Our first day with Gate 1 was a bit of a blur. We covered a lot of ground with a city tour of both Old and New Delhi.
This is the tomb of the Mughal Emperor Humayun. It was commissioned by his wife and is the first garden-tomb of India. It was designed by a Persian architect and built in 1569-70. Selected as a UNESCO World Heritage Site in 1993. It has undergone extensive restoration.
There are several other impressive buildings on the site including the Barber’s Tomb, Tomb and mosque of Isa Khan, and Afsarwala Tomb and mosque.
To find out more about the this UNESCO World Heritage Site, you can click here.
Another cycle (as in bicycle) rickshaw ride through Old Delhi took us down some very narrow streets.
Which brought us to the largest and best known mosque in India:
Jama Masjid (also called Friday Mosque)
With an open courtyard, it can house up to 25,000 worshippers. Emperor Shah Jahan, who also built the Taj Mahal, commissioned this mosque in 1644.
Eighty percent of the people of India are Hindu and this was our first introduction to a Hindu Temple. This is considered the holiest temple in India.

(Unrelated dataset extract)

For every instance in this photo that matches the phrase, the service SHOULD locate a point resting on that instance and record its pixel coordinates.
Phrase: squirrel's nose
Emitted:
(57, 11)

I am confused over the dates here, as one place says it is from the 17th century. Another says differently. I need to get this clarified. A more modern construction?? (built 1933-1939) it was inaugurated by Mahatma Gandhi with the condition that the temple would not be restricted to the Hindus and people from every caste would be allowed inside. Since no photography was allowed inside, I can only share a picture taken from across the street.
Memorial of Mahatma Gandhi
We actually visited two sites; the memorial as well as the site where he was assassinated which houses a museum.
I would have loved to have spent more time in this informative museum. Gandhi was a remarkable and charismatic leader with such a vision for uniting mankind into a peaceful society.
GRATITUDE MOMENT: Today I am grateful for leaders like Gandhi who believed that differences could be resolved through peaceful means. I think the world would be a better place if we had more leaders with this vision.